Speaking at the Legislative Yuan yesterday, Democratic Progressive Party Legislator Chuang Jui-hsiung (莊瑞雄) said that Shih’s case is likely to make Taiwanese academics wary of traveling to China and cause people to loathe China with an even greater intensity.
The case is even more bizarre because Shih is known to be a pan-blue supporter who wrote articles critical of President Tsai Ing-wen’s (蔡英文) Democratic Progressive Party administration, but it was not the first time that a member of Taiwan’s pan-blue camp was targeted by China’s security apparatus.
Many have asked: “What is Beijing up to? Surely it is shooting itself in the foot?”
China’s unification strategy, especially under Xi, has aimed to sabotage Taiwan’s economy, and turn the nation into a Chinese client state by poaching talent and persuading as many Taiwanese as possible to suck from the teat of the “motherland.”
Beijing’s “wanted list” and its psychological warfare campaign against Taiwan appears increasingly unhinged.

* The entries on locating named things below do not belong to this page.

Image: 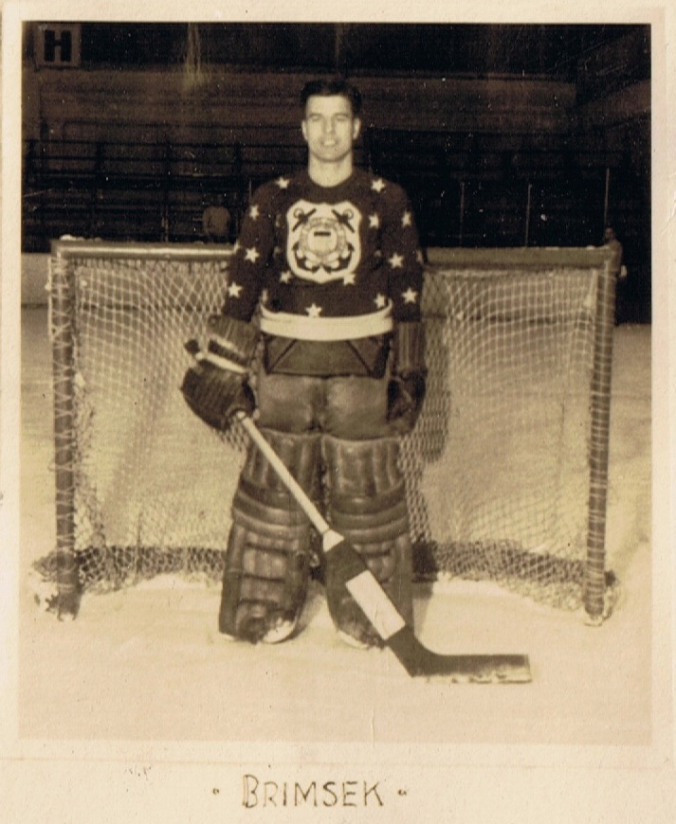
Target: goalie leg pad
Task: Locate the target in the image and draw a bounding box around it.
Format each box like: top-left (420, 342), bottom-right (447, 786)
top-left (324, 438), bottom-right (413, 646)
top-left (219, 430), bottom-right (320, 643)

Does China seriously believe that threatening extrajudicial renditions against Taiwanese in China and elsewhere would somehow endear Taiwanese to Beijing’s cause?
China’s constant refrain that Taiwanese and Chinese are “one family” and “fellow compatriots” has never rung more hollow.
Taiwanese are sometimes guilty of assuming that China’s leaders are 10-feet-tall master strategists, when in reality, they are mortals operating within a deeply flawed political system. Each time that Beijing “disappears” an innocent Taiwanese, it hammers another nail in the coffin of its “one China” dream.